The US and Cuban governments categorize US citizens differently. The US embargo prevents you from visiting Cuba as a tourist and requires strict qualification and adherence to professional research, people-to-people educational travel, and other authorized categories. Unless you are visiting for long-term work purposes, the Cuban government categorizes US citizens as tourists. It’s confusing but we guarantee to have the paperwork handled on both sides of the border to ensure safe traveling.
What is the situation with Covid-19 in Iceland?
Iceland was amongst the most effective countries in the world to respond to the Covid-19 crisis. They took extensive measures of social distancing, testing, tracing, and treating and successfully reduced the spread of infections to zero. They have a website that updates their Covid-19 statistics in real-time. See here for the latest information as of today. https://www.covid.is/data
Is Iceland letting foreigners in?
Iceland is allowing many people from around the world to enter the country with mandatory testing upon entry at the airport with quarantine. Since the U.S. public health is not under control, U.S. passport holders are currently not allowed into Iceland until further notice.
What should I bring to Iceland?
Outdoor clothing from REI, Patagonia, North Face, Uniqlo, etc. is perfect for Iceland. Wear warm layers, casual and comfortable, and weather-proof clothes. Long underwear is great to have in Iceland. Wool or fleece garments are recommended. Cotton is not safe because it’s dangerously cold when wet. Iceland is very windy so umbrellas usually don’t work very well. Gore Tex shells are better for the rain.

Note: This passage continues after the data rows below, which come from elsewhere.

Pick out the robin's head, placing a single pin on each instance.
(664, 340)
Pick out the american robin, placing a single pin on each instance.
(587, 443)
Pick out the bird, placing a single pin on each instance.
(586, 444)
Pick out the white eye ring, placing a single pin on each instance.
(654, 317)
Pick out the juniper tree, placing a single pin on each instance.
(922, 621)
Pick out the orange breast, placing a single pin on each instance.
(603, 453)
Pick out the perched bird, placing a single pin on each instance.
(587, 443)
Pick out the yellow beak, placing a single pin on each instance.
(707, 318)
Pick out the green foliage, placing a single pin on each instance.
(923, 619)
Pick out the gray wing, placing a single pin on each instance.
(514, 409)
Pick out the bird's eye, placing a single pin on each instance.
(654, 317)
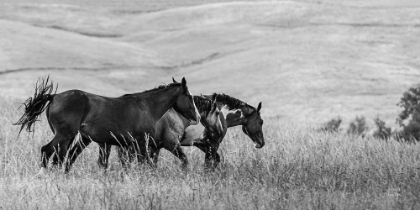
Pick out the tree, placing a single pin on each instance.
(381, 132)
(409, 118)
(332, 126)
(358, 126)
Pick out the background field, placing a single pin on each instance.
(307, 61)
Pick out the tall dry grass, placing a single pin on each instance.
(298, 168)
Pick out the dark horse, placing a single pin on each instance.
(235, 112)
(170, 128)
(124, 121)
(206, 138)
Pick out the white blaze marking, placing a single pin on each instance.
(196, 110)
(225, 110)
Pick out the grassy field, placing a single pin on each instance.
(306, 60)
(297, 169)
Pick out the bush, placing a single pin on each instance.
(381, 132)
(410, 102)
(331, 126)
(358, 126)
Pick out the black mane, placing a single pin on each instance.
(232, 102)
(154, 89)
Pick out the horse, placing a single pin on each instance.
(170, 128)
(236, 113)
(124, 121)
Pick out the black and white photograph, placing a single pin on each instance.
(209, 104)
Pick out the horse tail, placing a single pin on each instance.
(37, 104)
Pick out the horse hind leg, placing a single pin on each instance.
(179, 153)
(57, 145)
(80, 142)
(104, 152)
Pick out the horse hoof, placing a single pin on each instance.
(42, 173)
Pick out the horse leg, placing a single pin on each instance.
(154, 155)
(104, 152)
(125, 157)
(75, 151)
(58, 145)
(212, 158)
(179, 153)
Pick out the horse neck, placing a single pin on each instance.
(160, 101)
(233, 119)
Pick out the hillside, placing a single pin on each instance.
(306, 61)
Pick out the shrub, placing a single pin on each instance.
(410, 102)
(332, 126)
(381, 132)
(358, 126)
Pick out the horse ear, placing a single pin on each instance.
(259, 107)
(214, 97)
(184, 82)
(214, 107)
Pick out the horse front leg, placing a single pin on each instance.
(104, 152)
(212, 157)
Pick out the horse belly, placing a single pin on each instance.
(193, 133)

Weatherproof hiking boots with gripping lug soles at all times is best. Icelandic terrain is very rugged lava: rough, tough and loose. Moss and lichen grow on lava, and both are slippery, especially when wet – which is most of the time. We probably won’t be walking on glaciers and if we do it will be with proper equipment and guidance.
Always travel with a bathing suit in Iceland. No matter how bad the weather might be, or precisely because of the bad weather, there is always a geothermal hot pot and heated swimming pool nearby.
Chap stick and skin moisturizer will come in handy. Bring a water bottle because the tap water is the most pure and mineral rich glacial run off water you will ever drink so no need to ever buy bottled water.
What kind of plug adaptors and Voltage requirements will I need in Iceland?
Iceland uses 220 volts at 50 Hz, like the rest of Europe and much of the world, except for Great Britain which is 240 and the U.S. which is 110. The wall sockets in the hotel are for standard Schuko European plugs or adaptors that look something like these:
Check the power supply of your appliance. It is usually written in fine, almost unreadable, letters underneath if it is multi-voltage. For example: 110~240V. That means anything from 110v to 240v is OK, everywhere in the world. If not, then you need a transformer. They come in different sizes, depending on where you are coming from and how much power your device uses.
What is telecommunications like in Iceland?
Iceland is one of the most technologically advanced places on earth. There is fast and free WiFi at almost building we will go into, even in the most remote locations. So it is easy to stay connected through your phone’s WiFi if you don’t want to pay for international roaming fees. Most U.S. carriers will give you an international roaming calling plan if you want to use your phone while traveling in Iceland.